On Social Media and Tolerance
by Barbara Kapetanakes, PsyD. on 01/07/15
As a therapist, I'm used to having conversations day in and day out that often touch on issues that are hard to talk about. I also have people in and out of my office whose opinions may differ from mine to varying degrees. I won't pretend to be the most flexible, open-minded person in the world (I do hold tight to my opinions!) but I like to think that I can accept that others have different opinions, experiences, and viewpoints from me, and that in general I try to understand why they have those opinions, even if I don't agree with them, or think they are wrong. In other words, I may not like your opinion, but you're entitled to it, and you're even entitled to voice it to me. I'm pretty sure that's why we started this whole country in the first place.
That being said, I'm quite struck by the lack of tolerance of others that I see today. Rather than social media and the Internet exposing us to more varied opinions, it seems that all most of us really want is for people to echo our opinions and not veer from whatever party line we prescribe to. I've been "unfriended" more than once for asking a question or stating a fact (not necessarily even expressing an OPINION or ARGUING with the initial poster). As someone who often has tough conversations with people, who has to keep an open mind in order to demonstrate the empathy required of a therapist, this blows my mind. So, if you express something, and I say, "I am not clear what you mean. WHY do you feel that way? I'm not understanding," rather than getting a thoughtful and respectful response I'm chastised for not taking a statement at face value. Meanwhile, in my mind, what I want to do is LEARN from this other person what his or her experience is that might be different from mine, or how that person came to such a conclusion, as I did not connect the same dots and want to understand.

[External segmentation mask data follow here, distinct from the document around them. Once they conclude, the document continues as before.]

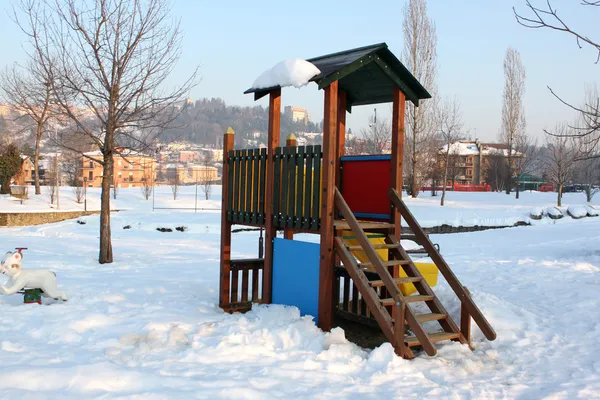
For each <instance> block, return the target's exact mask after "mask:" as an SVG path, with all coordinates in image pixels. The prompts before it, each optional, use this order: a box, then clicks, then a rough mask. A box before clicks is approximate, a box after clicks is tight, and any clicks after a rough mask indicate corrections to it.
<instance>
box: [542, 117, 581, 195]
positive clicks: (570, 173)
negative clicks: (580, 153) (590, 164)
mask: <svg viewBox="0 0 600 400" xmlns="http://www.w3.org/2000/svg"><path fill="white" fill-rule="evenodd" d="M568 130H569V127H568V126H567V125H566V124H559V125H557V126H556V128H555V129H554V131H555V132H556V135H550V134H546V147H547V148H548V156H547V158H546V160H545V161H546V162H545V171H546V175H547V176H548V179H549V180H550V182H552V183H554V185H556V189H557V192H558V193H557V199H556V205H557V206H559V207H560V206H561V205H562V193H563V188H564V185H565V183H567V182H568V181H569V179H570V178H571V177H572V174H573V170H574V166H575V163H574V160H575V154H576V149H575V146H574V145H573V140H572V138H570V137H569V132H568Z"/></svg>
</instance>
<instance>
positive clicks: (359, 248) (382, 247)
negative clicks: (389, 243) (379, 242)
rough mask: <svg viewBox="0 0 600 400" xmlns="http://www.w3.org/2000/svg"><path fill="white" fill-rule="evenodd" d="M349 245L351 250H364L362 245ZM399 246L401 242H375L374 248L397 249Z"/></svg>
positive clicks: (347, 246)
mask: <svg viewBox="0 0 600 400" xmlns="http://www.w3.org/2000/svg"><path fill="white" fill-rule="evenodd" d="M346 247H348V250H350V251H361V250H364V249H363V248H362V246H346ZM398 247H400V244H399V243H390V244H387V243H386V244H374V245H373V248H374V249H376V250H381V249H397V248H398Z"/></svg>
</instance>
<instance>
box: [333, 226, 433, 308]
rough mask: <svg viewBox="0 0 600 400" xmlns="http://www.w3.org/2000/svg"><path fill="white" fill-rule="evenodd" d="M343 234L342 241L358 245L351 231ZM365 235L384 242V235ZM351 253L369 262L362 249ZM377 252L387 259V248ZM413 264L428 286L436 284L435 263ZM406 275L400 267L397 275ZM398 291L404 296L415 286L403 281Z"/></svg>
mask: <svg viewBox="0 0 600 400" xmlns="http://www.w3.org/2000/svg"><path fill="white" fill-rule="evenodd" d="M343 235H344V236H343V238H344V242H346V244H347V245H348V246H357V245H359V243H358V240H356V238H355V237H354V236H353V235H352V231H344V232H343ZM367 237H368V238H369V242H371V244H385V236H384V235H381V234H378V233H367ZM352 254H353V255H354V257H356V259H357V260H358V261H360V262H369V259H368V258H367V255H366V254H365V252H364V251H362V250H355V251H353V252H352ZM377 254H378V255H379V257H381V259H382V260H383V261H387V259H388V250H387V249H381V250H377ZM414 264H415V266H416V267H417V269H418V270H419V272H420V273H421V275H423V277H424V278H425V281H426V282H427V283H428V284H429V286H431V287H433V286H435V285H437V279H438V269H437V267H436V266H435V264H432V263H417V262H416V263H414ZM406 276H407V275H406V272H404V269H402V268H400V276H399V277H400V278H405V277H406ZM400 291H401V292H402V294H403V295H404V296H409V295H411V294H413V293H415V292H416V291H417V288H415V285H413V284H412V283H403V284H401V285H400Z"/></svg>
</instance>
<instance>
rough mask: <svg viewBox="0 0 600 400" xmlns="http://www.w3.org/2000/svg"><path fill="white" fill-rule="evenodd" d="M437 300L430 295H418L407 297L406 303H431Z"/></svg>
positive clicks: (422, 294)
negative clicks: (432, 301) (426, 302)
mask: <svg viewBox="0 0 600 400" xmlns="http://www.w3.org/2000/svg"><path fill="white" fill-rule="evenodd" d="M433 299H435V296H433V295H428V294H418V295H414V296H405V297H404V301H406V302H407V303H415V302H417V301H431V300H433Z"/></svg>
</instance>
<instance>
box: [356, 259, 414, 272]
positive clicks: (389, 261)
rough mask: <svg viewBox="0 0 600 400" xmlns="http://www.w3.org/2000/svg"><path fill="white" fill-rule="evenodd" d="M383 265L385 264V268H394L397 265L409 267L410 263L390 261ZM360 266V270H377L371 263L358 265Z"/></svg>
mask: <svg viewBox="0 0 600 400" xmlns="http://www.w3.org/2000/svg"><path fill="white" fill-rule="evenodd" d="M381 264H383V266H384V267H393V266H396V265H408V264H410V261H408V260H390V261H382V262H381ZM358 266H359V267H360V268H368V269H373V270H374V269H375V267H373V264H371V263H360V264H358Z"/></svg>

If we spend all our time with people who have the same opinions as us we learn nothing. If we expand our horizons and ask questions, we learn tremendous amounts. When we expect everyone's experience to be the same as ours we invalidate the other person's experience and dismiss it as not worthy of our time. My experience as a white female without siblings growing up in a borough of New York City with my particular family background and economic status is similar to some and different from others. If I presume that we share the same experience because it's MY experience, I am demonstrating an egocentricity that erases the true essence of the other person. I'm saying that another's experience is not worthy of my understanding or even acknowledgement because it is not my experience.

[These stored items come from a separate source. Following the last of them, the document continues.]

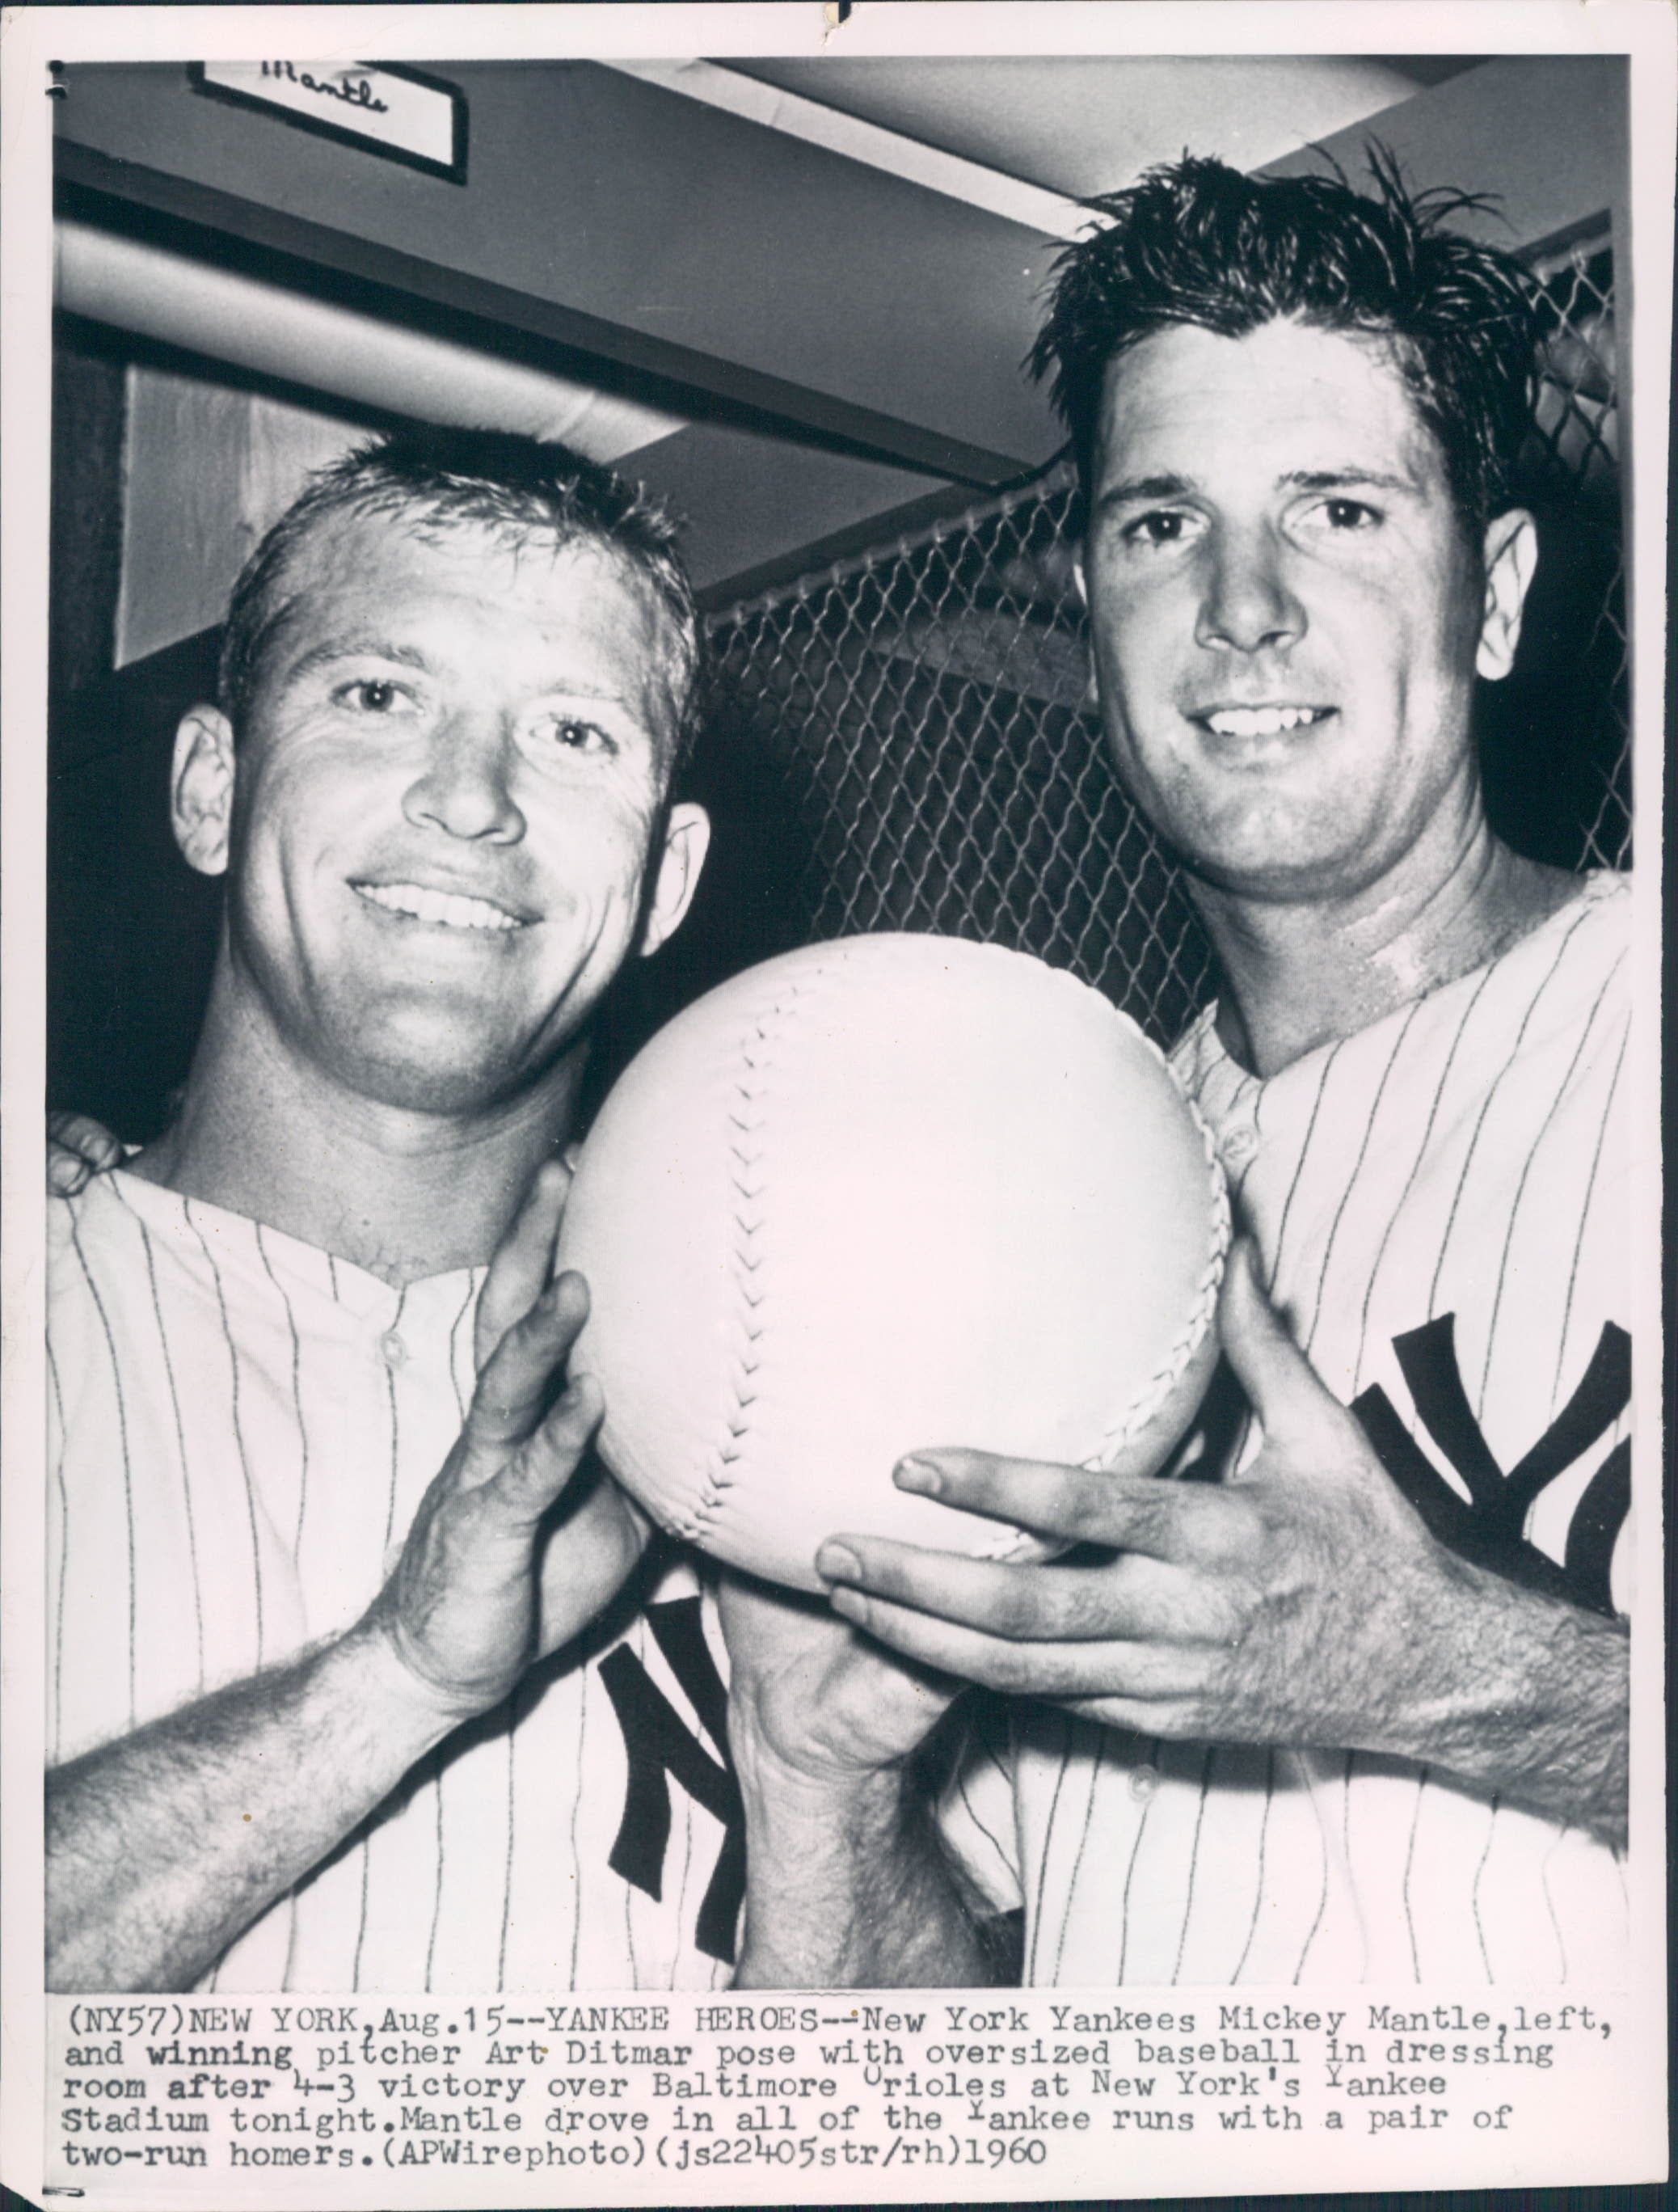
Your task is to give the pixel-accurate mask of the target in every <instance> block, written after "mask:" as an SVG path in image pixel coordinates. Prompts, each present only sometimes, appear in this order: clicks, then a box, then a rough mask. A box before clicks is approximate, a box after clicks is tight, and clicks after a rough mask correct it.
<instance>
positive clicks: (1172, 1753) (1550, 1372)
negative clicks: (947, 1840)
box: [948, 874, 1629, 1984]
mask: <svg viewBox="0 0 1678 2212" xmlns="http://www.w3.org/2000/svg"><path fill="white" fill-rule="evenodd" d="M1627 933H1629V883H1627V880H1625V878H1616V876H1607V874H1603V876H1594V878H1585V883H1583V887H1581V896H1579V898H1576V900H1572V902H1570V905H1567V907H1563V909H1561V911H1559V914H1556V916H1552V918H1550V920H1548V922H1543V925H1541V927H1539V929H1534V931H1532V933H1530V936H1525V938H1523V940H1519V942H1517V945H1514V947H1512V949H1510V951H1506V953H1503V956H1501V958H1497V960H1492V962H1490V964H1486V967H1481V969H1477V971H1475V973H1470V975H1464V978H1459V980H1455V982H1450V984H1446V987H1444V989H1439V991H1433V993H1428V995H1426V998H1419V1000H1415V1002H1413V1004H1408V1006H1404V1009H1402V1011H1397V1013H1393V1015H1388V1018H1386V1020H1380V1022H1375V1024H1371V1026H1368V1029H1364V1031H1360V1033H1357V1035H1351V1037H1344V1040H1340V1042H1338V1044H1329V1046H1322V1048H1318V1051H1313V1053H1307V1055H1304V1057H1302V1060H1298V1062H1296V1064H1291V1066H1289V1068H1284V1071H1282V1073H1280V1075H1273V1077H1269V1079H1267V1082H1260V1079H1256V1077H1251V1075H1247V1073H1245V1071H1242V1068H1240V1066H1236V1062H1234V1060H1231V1057H1229V1055H1227V1053H1225V1048H1223V1046H1220V1042H1218V1037H1216V1031H1214V1026H1212V1015H1205V1018H1203V1020H1198V1022H1196V1024H1194V1029H1192V1031H1189V1033H1187V1037H1185V1040H1183V1044H1181V1046H1178V1048H1176V1053H1174V1066H1176V1071H1178V1075H1181V1077H1183V1082H1185V1088H1187V1091H1189V1093H1192V1095H1194V1097H1196V1102H1198V1104H1200V1110H1203V1113H1205V1117H1207V1121H1209V1126H1212V1130H1214V1135H1216V1139H1218V1148H1220V1155H1223V1159H1225V1166H1227V1170H1229V1179H1231V1192H1234V1197H1236V1206H1238V1214H1240V1217H1242V1221H1245V1225H1247V1228H1249V1232H1251V1234H1254V1237H1256V1241H1258V1248H1260V1254H1262V1263H1265V1270H1267V1276H1269V1285H1271V1296H1273V1298H1276V1303H1278V1305H1280V1307H1282V1312H1284V1314H1287V1318H1289V1325H1291V1329H1293V1336H1296V1340H1298V1343H1300V1345H1302V1349H1304V1352H1307V1354H1309V1358H1311V1365H1313V1367H1315V1371H1318V1374H1320V1376H1322V1380H1324V1383H1326V1385H1329V1389H1331V1391H1333V1394H1335V1396H1338V1398H1342V1400H1344V1402H1346V1405H1351V1407H1353V1409H1355V1411H1357V1413H1360V1418H1362V1422H1364V1427H1366V1431H1368V1436H1371V1440H1373V1442H1375V1447H1377V1451H1380V1453H1382V1460H1384V1464H1386V1469H1388V1473H1391V1475H1393V1480H1395V1482H1397V1484H1399V1486H1402V1489H1404V1493H1406V1495H1408V1498H1410V1502H1413V1504H1415V1506H1417V1511H1419V1513H1422V1515H1424V1520H1426V1522H1428V1526H1430V1528H1433V1531H1435V1535H1439V1537H1441V1540H1444V1542H1448V1544H1452V1546H1455V1548H1459V1551H1461V1553H1466V1555H1470V1557H1475V1559H1479V1562H1483V1564H1490V1566H1497V1568H1499V1571H1501V1573H1508V1575H1514V1577H1517V1579H1523V1582H1528V1584H1532V1586H1537V1588H1545V1590H1552V1593H1559V1595H1565V1597H1570V1599H1572V1601H1574V1604H1581V1606H1592V1608H1596V1610H1603V1613H1609V1610H1625V1608H1627V1604H1629V1590H1627V1579H1629V1575H1627V1571H1629V1546H1627V1542H1625V1517H1627V1504H1629V1436H1627V1402H1629V1270H1627V1261H1625V1239H1627V1221H1629V1201H1627V1133H1625V1040H1627V1020H1629V1000H1627ZM1256 1442H1258V1440H1256V1436H1249V1438H1247V1440H1245V1444H1238V1451H1240V1449H1245V1451H1251V1449H1254V1447H1256ZM977 1734H979V1741H977V1743H975V1750H973V1756H971V1761H968V1767H966V1772H964V1774H962V1778H959V1785H957V1796H955V1801H953V1805H951V1816H948V1825H951V1836H953V1840H955V1845H957V1849H959V1851H962V1856H964V1860H966V1863H968V1865H971V1871H973V1874H975V1878H977V1880H979V1885H982V1887H984V1889H986V1891H988V1893H990V1898H993V1900H995V1902H997V1905H999V1907H1004V1909H1015V1907H1019V1905H1024V1911H1026V1980H1028V1982H1043V1984H1048V1982H1079V1984H1103V1982H1139V1984H1161V1982H1216V1984H1234V1982H1269V1984H1276V1982H1282V1984H1287V1982H1357V1980H1371V1982H1373V1980H1384V1982H1408V1980H1417V1982H1428V1980H1441V1978H1450V1980H1481V1978H1483V1980H1486V1982H1510V1980H1523V1982H1567V1980H1574V1982H1581V1980H1596V1982H1607V1984H1616V1982H1621V1980H1623V1973H1625V1882H1623V1865H1621V1860H1618V1856H1616V1854H1614V1851H1612V1849H1607V1847H1605V1845H1601V1843H1594V1840H1592V1838H1587V1836H1585V1834H1583V1832H1579V1829H1563V1827H1556V1825H1554V1823H1550V1820H1543V1818H1537V1816H1532V1814H1528V1812H1523V1809H1519V1807H1514V1805H1508V1803H1503V1801H1501V1798H1499V1794H1497V1792H1492V1790H1477V1787H1468V1785H1464V1783H1459V1781H1452V1778H1450V1776H1448V1774H1441V1772H1437V1770H1430V1767H1426V1765H1413V1763H1408V1761H1402V1759H1386V1756H1375V1754H1368V1752H1335V1750H1324V1752H1315V1750H1313V1752H1293V1750H1265V1747H1231V1745H1212V1747H1207V1745H1198V1743H1176V1745H1172V1743H1150V1741H1143V1739H1139V1736H1132V1734H1130V1732H1121V1730H1103V1728H1099V1725H1094V1723H1088V1721H1074V1719H1072V1717H1068V1714H1061V1712H1055V1710H1052V1708H1046V1705H1035V1703H1024V1701H1019V1703H1015V1705H1010V1708H1004V1705H997V1708H995V1710H993V1712H990V1714H988V1719H986V1723H984V1725H982V1728H979V1730H977ZM986 1739H988V1741H986Z"/></svg>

Maybe we should all turn over a new leaf in the new year and try to listen with open minds to what others have to say. We might learn something, make new friends, and have new experiences. Social media has the potential to be a great platform for this, with diverse "friends" and opinions, and the time to think through a response because we are typing rather than talking. However, ignoring (or worse) voices that are different from ours only increases the distance between us as human beings....a distance that is already too great.